How RFK Jr. and Trump twist it
Kennedy and Trump collapse this nuance. They present “association” as if it were “proof.” By telling parents “Tylenol causes autism,” they weaponize fear, skipping over the messy scientific reality. It’s the same rhetorical trick anti-vaccine activists use: show people a study with complex caveats, then cherry-pick the scariest part while ignoring the authors’ caution.
This isn’t a new strategy. Kennedy has long framed himself as a crusader against mainstream science, taking ambiguous or preliminary findings and inflating them into definitive claims of danger. Trump, for his part, thrives on absolutes. “Don’t take Tylenol. Don’t take it.” That kind of blunt language carries weight politically, even if it runs directly counter to the nuance of scientific research.
By simplifying a careful meta-analysis into a soundbite, they transform the language of science into a political weapon. They’re not interested in what the researchers actually said; they’re interested in what their base wants to hear — a story about elites hiding the truth and ordinary people needing to “wake up.” In doing so, they erode the boundary between scientific caution and political fearmongering.
And the damage goes beyond rhetoric. Parents already struggling with fear and uncertainty about their children’s health are left more anxious. Some may avoid Tylenol even when it’s medically appropriate, or distrust doctors who recommend it. By twisting “association” into “causation,” Kennedy and Trump undermine medical trust at the very moment families need it most.
Why this matters
There’s a huge difference between acknowledging potential risks and declaring causation. Science is slow, careful, and self-correcting. Observational studies raise questions, but they do not settle them. By pretending otherwise, RFK Jr. and Trump erode trust in medicine and push parents toward unnecessary fear and confusion.
The real-world consequences of this can’t be overstated. When political leaders misuse scientific findings, it doesn’t just confuse the public — it reshapes behavior. We’ve already seen this play out with vaccines: rumors and distortions led to lower vaccination rates, outbreaks of preventable diseases, and greater strain on public health systems. The same could happen with common medications like Tylenol, if parents start avoiding them without medical reason.

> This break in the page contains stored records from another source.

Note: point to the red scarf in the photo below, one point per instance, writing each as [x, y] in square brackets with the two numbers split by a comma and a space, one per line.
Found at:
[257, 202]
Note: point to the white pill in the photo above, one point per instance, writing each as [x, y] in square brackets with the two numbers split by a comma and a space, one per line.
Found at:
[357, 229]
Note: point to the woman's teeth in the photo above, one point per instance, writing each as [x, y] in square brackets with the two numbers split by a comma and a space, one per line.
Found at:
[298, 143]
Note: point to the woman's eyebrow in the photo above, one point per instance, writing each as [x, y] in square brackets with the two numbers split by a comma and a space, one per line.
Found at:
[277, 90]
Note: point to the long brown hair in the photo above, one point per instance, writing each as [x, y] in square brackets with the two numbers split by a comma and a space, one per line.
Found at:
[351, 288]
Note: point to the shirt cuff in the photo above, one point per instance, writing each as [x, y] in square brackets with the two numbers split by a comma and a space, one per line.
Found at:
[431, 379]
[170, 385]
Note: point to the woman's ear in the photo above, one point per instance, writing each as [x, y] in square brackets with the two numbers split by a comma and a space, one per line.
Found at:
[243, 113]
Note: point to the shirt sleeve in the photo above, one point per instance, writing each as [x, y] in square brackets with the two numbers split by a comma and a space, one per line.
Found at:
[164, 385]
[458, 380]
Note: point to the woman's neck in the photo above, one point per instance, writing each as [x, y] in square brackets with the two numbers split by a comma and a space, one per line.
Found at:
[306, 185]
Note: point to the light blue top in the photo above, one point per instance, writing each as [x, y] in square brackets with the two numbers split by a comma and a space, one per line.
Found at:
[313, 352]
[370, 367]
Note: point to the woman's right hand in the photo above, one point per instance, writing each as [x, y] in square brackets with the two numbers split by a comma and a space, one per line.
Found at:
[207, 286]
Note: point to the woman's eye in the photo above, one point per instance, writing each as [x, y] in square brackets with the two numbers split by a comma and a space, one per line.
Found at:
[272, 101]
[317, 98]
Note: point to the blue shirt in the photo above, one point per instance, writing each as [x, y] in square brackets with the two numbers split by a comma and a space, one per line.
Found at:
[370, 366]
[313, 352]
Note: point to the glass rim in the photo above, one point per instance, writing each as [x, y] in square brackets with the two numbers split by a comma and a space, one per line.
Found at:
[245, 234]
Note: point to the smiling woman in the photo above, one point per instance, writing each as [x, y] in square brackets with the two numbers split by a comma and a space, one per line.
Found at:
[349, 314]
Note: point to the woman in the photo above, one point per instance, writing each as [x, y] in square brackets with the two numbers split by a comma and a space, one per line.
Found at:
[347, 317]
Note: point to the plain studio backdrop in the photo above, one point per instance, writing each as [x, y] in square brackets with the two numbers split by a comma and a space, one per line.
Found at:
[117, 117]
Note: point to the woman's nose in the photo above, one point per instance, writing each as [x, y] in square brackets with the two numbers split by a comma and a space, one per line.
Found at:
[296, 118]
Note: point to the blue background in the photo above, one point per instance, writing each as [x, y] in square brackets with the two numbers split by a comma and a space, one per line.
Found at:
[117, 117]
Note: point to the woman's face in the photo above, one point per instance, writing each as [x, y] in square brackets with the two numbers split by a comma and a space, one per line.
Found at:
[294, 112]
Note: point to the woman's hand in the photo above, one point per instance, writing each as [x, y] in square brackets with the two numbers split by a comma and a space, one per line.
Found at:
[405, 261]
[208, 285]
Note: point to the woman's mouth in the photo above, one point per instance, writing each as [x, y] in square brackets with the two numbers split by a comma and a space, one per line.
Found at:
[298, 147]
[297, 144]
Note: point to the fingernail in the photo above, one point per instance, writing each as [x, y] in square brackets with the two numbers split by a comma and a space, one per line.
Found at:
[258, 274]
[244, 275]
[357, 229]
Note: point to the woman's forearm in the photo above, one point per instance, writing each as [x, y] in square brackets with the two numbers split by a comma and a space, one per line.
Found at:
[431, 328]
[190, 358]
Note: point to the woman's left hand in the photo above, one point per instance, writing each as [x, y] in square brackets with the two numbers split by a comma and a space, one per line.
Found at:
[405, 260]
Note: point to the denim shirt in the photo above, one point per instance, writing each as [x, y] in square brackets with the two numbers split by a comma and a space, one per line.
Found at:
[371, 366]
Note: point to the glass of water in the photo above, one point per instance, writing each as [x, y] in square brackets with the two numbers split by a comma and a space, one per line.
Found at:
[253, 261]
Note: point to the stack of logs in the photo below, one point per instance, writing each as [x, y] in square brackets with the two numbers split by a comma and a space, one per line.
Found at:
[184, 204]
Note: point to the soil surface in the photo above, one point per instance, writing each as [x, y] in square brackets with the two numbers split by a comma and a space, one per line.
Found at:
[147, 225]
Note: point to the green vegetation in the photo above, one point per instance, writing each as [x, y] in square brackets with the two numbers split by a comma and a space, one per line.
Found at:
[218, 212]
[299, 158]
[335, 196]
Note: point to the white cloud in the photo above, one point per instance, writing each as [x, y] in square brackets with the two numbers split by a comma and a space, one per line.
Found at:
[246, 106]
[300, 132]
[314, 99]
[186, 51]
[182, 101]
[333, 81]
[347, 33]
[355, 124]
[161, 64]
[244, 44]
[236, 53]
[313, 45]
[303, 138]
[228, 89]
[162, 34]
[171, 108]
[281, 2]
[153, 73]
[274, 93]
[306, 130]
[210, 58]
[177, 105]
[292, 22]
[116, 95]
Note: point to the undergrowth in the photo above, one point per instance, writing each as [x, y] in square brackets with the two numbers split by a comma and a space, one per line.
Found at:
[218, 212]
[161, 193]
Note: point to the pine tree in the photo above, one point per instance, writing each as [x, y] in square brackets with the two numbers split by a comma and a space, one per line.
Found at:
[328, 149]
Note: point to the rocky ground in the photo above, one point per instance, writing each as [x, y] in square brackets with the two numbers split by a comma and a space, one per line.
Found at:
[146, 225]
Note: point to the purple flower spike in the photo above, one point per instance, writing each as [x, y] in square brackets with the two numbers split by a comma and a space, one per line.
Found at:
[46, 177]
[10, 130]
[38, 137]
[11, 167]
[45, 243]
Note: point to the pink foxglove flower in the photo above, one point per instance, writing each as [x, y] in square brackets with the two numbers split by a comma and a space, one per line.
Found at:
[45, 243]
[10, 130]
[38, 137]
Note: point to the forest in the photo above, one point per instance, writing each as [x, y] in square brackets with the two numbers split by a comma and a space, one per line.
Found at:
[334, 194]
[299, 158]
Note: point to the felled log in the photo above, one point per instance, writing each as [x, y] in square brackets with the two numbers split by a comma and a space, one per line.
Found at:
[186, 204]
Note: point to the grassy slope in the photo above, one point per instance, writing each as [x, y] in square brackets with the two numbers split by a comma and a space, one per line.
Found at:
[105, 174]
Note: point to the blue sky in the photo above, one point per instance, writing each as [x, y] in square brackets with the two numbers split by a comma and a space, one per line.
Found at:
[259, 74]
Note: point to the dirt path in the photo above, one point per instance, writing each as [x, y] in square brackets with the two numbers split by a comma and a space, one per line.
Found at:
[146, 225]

It’s also worth remembering that acetaminophen has been widely used for decades and is one of the few fever reducers considered relatively safe in pregnancy when used as directed. The real health risk would come from leaving fevers untreated in pregnancy — since maternal fever itself is linked to negative developmental outcomes. In that sense, discouraging all Tylenol use could backfire, making the very problem Kennedy and Trump claim to be worried about even worse.
Finally, confusing correlation with causation corrodes the public’s ability to interpret science. When politicians play fast and loose with terms, they make it harder for people to tell the difference between preliminary evidence and proof. That erosion of trust doesn’t just affect debates about Tylenol — it ripples outward, weakening public confidence in everything from vaccines to climate science to food safety.
Conclusion
The trick isn’t in the science. It’s in how political figures like RFK Jr. and Donald Trump deliberately blur the line between association and causation to turn an ongoing scientific question into a soundbite.